La punta de la nariz para los lentes


    De niño me causaba gracia la costumbre de ciertos señores: llevar lentes sobre la punta, a un milímetro de ese abismo que aparece enfrente cuando casi se acaba la nariz. Si me lo pidieras no podría explicar las causas, pero sí te puedo asegurar que semejante escena era tan risible como cualquiera de Chaplin protagonizando sus entuertos. Los anteojos en la punta de cualquier nariz colaban la idea de trozo de acetato en plena proyección, es decir, pedazo de cine metido en la vida real, en tu rutina cotidiana.
    Hoy, ya pasadas las lunas de rigor, instalada la presbicia como vieja desdentada para nublarte los ojos, llevo el estuche con mis lentes en el bolsillo de más de una camisa. Me gusta leer artículos, novelas, ensayos y textos de mil pelajes que se publican en las redes. Gozo al hacerlo, soy un hedonista en eso de buscar libros, probarlos, degustarlos como a un vino viejo, sorbo a sorbo -o trozo a trozo, ve tú a saber qué palabra utilizar aquí- de modo que no pierdo el chance de lanzarme de cabeza sobre algún café que aparezca en el camino cuando menos dos veces por semana. En tales paraísos enciendo la pipa, pido un macchiato, me enredo entre páginas escritas, veo pasar la vida alrededor.
    Y entonces los lentes. Mis gafas, especie de duendes que obran el milagro de dejarte coger letras y palabras por los cuernos hasta hacerlas otra vez visibles, mágicamente apreciables a través de los cristales ubicados sobre la punta lejana de tu respingada nariz. Horror, claro. El niño que fui me mira de reojo y le crujen las mandíbulas, ríe como hiena frente a mí. Yo encojo los hombros,  con indiferencia frunzo el ceño, sigo en mis trece, continúo haciendo lo que hago.
    Quién lo iba a decir. Mencioné antes que me gusta ver pasar la vida alrededor, de vez en cuando alzar la vista del libro que devoro en este café sobrado de transeúntes y para ello mis anteojos son cómplices perfectos: en la punta de la nariz hacen de la historia libresca que sostengo entre manos un plasma de cien pulgadas en tecnicolor. Para remate,  como si lo anterior fuese poco, cada tanto permiten un chapuzón en las aguas del contexto. Unos lentes ahí, justo por estar en la mera punta del órgano nasal posibilitan tal hazaña: leer lo que tienes a  treinta centímetros del rostro y si te da la gana, apenas con levantar los ojos por encima de los vidrios, definir con claridad a la dama que camina al otro lado de la calle.

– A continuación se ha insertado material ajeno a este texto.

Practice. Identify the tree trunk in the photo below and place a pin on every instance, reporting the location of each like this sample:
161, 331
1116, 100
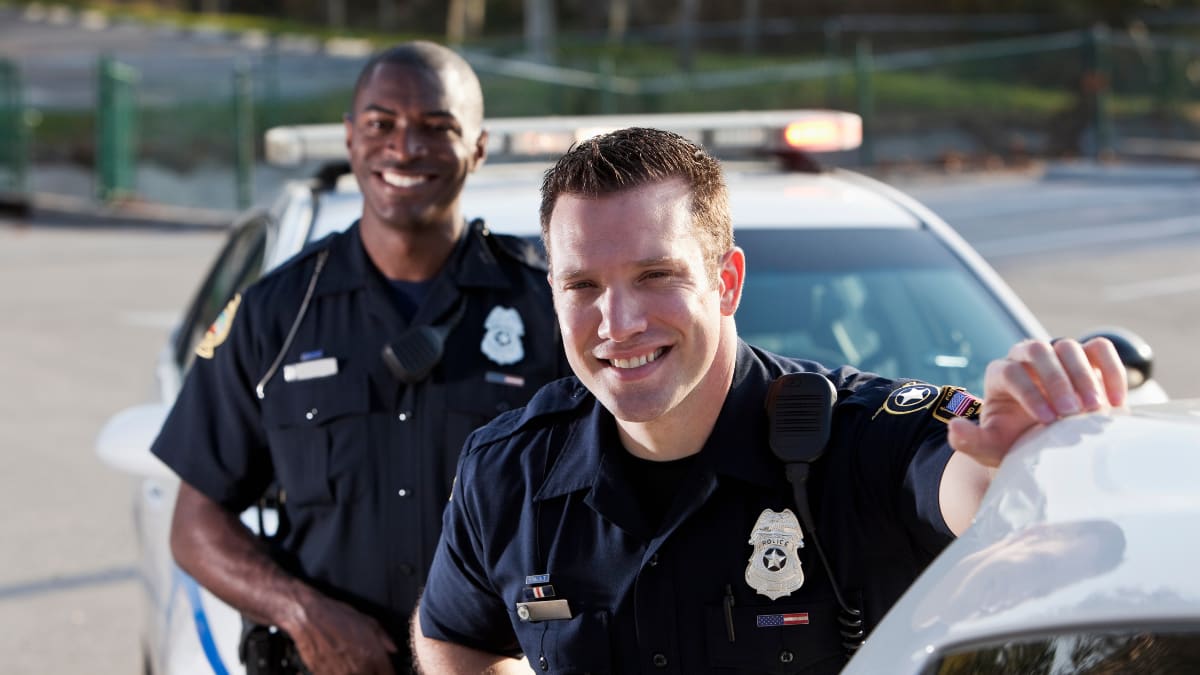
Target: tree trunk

    El niño que fui no deja de observarme. Pegado a la mesa, con pantalones cortos y franela de Brasil en el mundial ochenta y dos el muy cabrón sonríe mientras lo pícaro se le sale por los poros. Soy Charles Chaplin en mitad de sus enredos, soy uno de Los Tres Chiflados sentado en esta silla de café, soy Cantinflas en la escena que prefieras. Tengo doce años, me río de mí, hoy tan cómico, tan patéticamente domeñado, tan señor mayor con estos lentes de pasta verde en plena punta de una nariz que nunca jamás iba a saber de ellos. Entonces le devuelvo la mirada, el hombre que voy siendo fija los ojos en el muchacho que ríe ahora con más ganas y con las pupilas convertidas en puñal lo increpo, indago, pregunto qué ha sido de él, por qué ha vuelto de pronto, qué razones existieron para haberse largado del modo en que lo hizo.
    Como no hay respuestas -sólo carcajadas de lo más hirientes- me hago de la vista gorda. Regreso mi interés a “Lo que fue presente”, diario de Héctor Abad Faciolince para notar de inmediato que el título es mucho más que un título. En la página ciento veintidós leo: “Aquí todo lo feo recobra sus derechos porque mira lo hermoso con la frente alta. Y lo hermoso se ríe para hermosear, sin compasión, a lo feo”. Menuda explicación, vaya manera de ponerme frente a mí en este café de una ciudad que ahora es hogar, exilio, ruta que apunta a nuevas perspectivas. Quién lo hubiera imaginado.